I am in a very temperate climate on 8 acres.  I can understand the use of a propagation tent to ensure that emerging seed/seedlings stay warm enough to sprout well, but don't grow long and sideways towards a window light.  Especially fussy tropical things like Bottle gourd or papaya seeds that want to stay at 25C soil temperature.  I also appreciate that they will help keep the soil most with tiny seeds like celery etc. I do wonder about whether they will easily damp off, however, in a closed environment.
Are these of any greater benefit than a cheap Temu seedling tray with clear top and LED lights built in put on top of the fridge or on a heat mat?  (Which I have just bought to try for the first time with $1 per seed papayas when I got these tents.)
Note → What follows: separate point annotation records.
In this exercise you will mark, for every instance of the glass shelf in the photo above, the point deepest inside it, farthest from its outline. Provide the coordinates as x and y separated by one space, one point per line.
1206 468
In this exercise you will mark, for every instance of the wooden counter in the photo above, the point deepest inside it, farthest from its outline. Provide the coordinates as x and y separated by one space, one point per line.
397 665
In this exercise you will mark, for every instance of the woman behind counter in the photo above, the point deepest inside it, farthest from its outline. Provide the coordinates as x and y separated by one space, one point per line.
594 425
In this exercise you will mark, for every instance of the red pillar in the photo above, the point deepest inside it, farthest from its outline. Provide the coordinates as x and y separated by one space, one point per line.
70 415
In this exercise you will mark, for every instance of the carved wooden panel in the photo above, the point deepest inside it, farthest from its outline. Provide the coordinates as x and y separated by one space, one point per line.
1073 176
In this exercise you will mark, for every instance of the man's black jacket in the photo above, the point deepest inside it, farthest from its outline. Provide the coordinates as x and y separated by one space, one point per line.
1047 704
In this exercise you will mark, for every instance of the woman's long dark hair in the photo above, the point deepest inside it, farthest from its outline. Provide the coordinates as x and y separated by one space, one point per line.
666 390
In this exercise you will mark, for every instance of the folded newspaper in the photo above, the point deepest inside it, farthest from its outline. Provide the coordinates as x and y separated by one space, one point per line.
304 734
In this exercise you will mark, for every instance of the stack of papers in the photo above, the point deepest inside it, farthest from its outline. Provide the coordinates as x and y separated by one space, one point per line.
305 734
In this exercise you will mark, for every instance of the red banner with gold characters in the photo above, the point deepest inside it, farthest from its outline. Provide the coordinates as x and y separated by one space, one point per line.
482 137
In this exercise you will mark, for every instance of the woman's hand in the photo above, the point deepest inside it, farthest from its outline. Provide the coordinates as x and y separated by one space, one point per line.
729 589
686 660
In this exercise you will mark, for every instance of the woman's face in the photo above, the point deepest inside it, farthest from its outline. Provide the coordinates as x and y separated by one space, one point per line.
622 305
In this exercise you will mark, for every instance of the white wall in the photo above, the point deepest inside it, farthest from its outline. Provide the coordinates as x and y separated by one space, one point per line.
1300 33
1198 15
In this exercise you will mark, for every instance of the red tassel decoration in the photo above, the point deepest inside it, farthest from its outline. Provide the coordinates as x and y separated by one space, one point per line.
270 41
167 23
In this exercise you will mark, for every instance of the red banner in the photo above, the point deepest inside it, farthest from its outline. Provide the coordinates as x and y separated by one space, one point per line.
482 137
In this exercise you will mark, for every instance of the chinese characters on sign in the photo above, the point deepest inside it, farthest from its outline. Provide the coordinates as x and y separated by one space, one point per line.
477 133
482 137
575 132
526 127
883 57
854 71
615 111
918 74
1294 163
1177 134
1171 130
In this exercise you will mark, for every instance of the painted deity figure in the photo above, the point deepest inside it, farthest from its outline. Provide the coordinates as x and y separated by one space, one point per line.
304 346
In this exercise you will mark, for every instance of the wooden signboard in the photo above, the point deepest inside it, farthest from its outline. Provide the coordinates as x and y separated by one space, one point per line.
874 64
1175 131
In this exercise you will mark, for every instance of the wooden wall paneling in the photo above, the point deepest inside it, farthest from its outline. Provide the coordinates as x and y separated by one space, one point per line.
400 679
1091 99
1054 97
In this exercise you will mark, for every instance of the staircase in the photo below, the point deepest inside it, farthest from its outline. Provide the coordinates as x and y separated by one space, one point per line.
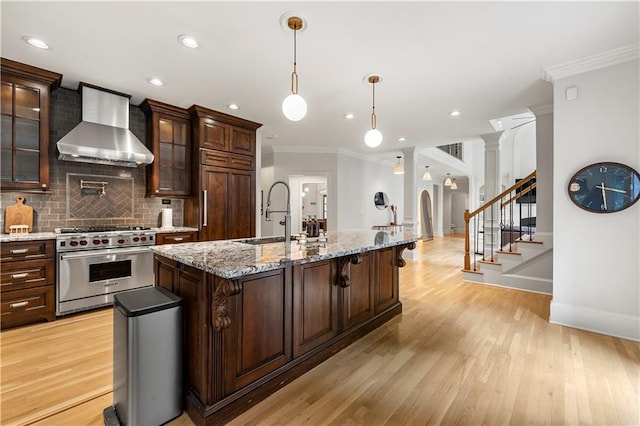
502 248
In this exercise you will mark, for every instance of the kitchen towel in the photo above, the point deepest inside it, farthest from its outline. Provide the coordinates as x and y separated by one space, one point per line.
167 218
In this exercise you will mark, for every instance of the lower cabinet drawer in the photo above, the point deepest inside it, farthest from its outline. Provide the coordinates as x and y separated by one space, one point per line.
29 274
27 306
176 238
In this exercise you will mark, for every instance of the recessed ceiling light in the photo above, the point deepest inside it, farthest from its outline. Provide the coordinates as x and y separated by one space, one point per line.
35 42
188 41
155 81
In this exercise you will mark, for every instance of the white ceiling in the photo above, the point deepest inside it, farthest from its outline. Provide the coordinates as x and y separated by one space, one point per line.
483 58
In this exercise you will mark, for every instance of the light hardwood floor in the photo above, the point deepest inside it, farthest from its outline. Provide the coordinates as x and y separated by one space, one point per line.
460 353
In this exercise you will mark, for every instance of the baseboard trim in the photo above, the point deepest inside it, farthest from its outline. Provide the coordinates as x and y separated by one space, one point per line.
511 287
597 321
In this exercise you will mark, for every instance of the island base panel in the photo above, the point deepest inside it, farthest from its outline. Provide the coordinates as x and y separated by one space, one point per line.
229 408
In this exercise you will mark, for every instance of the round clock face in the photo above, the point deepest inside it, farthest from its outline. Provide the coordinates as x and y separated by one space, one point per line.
605 187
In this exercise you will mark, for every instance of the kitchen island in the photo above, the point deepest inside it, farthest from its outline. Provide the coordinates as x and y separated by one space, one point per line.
259 312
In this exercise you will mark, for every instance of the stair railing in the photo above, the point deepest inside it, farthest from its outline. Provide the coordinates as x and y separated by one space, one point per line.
479 220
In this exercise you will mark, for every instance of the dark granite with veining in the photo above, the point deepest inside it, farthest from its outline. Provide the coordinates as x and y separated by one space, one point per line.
236 258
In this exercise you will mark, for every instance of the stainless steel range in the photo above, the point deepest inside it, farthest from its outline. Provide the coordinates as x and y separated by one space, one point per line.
95 263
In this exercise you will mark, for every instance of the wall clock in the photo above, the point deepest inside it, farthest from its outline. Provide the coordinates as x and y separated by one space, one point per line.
605 187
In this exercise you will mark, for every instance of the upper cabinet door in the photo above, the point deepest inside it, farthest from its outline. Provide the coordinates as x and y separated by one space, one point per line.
25 127
169 138
242 141
223 132
214 135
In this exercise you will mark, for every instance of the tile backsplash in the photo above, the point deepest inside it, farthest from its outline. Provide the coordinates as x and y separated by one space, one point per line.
124 202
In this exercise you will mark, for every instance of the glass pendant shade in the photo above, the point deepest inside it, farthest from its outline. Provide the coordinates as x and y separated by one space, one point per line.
373 138
427 175
399 168
294 107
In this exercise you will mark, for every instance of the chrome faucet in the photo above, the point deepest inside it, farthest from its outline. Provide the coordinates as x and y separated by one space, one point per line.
287 217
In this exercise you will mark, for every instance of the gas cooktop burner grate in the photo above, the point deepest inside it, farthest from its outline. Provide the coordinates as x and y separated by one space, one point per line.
102 229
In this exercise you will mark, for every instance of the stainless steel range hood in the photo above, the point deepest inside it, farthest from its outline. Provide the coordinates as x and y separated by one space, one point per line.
103 136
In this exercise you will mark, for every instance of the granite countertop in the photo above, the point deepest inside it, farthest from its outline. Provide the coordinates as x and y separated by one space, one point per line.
174 230
6 238
236 258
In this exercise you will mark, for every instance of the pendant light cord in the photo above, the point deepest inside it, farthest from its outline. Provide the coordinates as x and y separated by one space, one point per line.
294 74
373 110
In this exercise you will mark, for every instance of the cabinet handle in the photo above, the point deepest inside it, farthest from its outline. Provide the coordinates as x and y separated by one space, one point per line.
204 201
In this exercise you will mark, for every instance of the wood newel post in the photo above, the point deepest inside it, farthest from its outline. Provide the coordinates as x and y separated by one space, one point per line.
467 258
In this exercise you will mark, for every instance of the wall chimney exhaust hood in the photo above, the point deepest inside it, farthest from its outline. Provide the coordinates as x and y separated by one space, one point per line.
103 136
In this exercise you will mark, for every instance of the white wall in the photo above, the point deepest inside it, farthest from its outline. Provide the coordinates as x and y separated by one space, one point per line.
596 256
352 182
524 152
359 180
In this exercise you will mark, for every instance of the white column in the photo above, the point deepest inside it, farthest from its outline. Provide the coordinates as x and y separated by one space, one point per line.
491 189
410 197
544 168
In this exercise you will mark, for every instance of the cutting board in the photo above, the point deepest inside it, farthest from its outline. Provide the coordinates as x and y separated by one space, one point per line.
18 214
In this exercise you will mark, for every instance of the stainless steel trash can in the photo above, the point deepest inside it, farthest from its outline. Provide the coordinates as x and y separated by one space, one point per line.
147 357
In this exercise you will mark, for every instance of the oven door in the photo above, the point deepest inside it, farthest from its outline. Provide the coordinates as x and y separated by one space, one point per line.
98 272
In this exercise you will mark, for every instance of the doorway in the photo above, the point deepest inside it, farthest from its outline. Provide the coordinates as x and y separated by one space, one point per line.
426 215
308 201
I wonder about the Grow tents, however.  Unless you are growing something illegal or have free excess electricity, can they ever be cost effective to grow plants to maturity?  Are they just a fancy hobby for apartment dwellers, and why would they not want to have the plants in full view with just grow lamps - unless it is for places that have very cold and low humidity winters?

This is maybe a topic for another thread, but if I do make my dream greenhouse with passive heating and wood fire back-up heating, and have over 9 hours  of natural light on our shortest day, and minimum temperatures that never go below -4C, is it worth the cost to extend the daylight hours with LED lights unless the plants require it for fruiting (e.g. Capsicum)?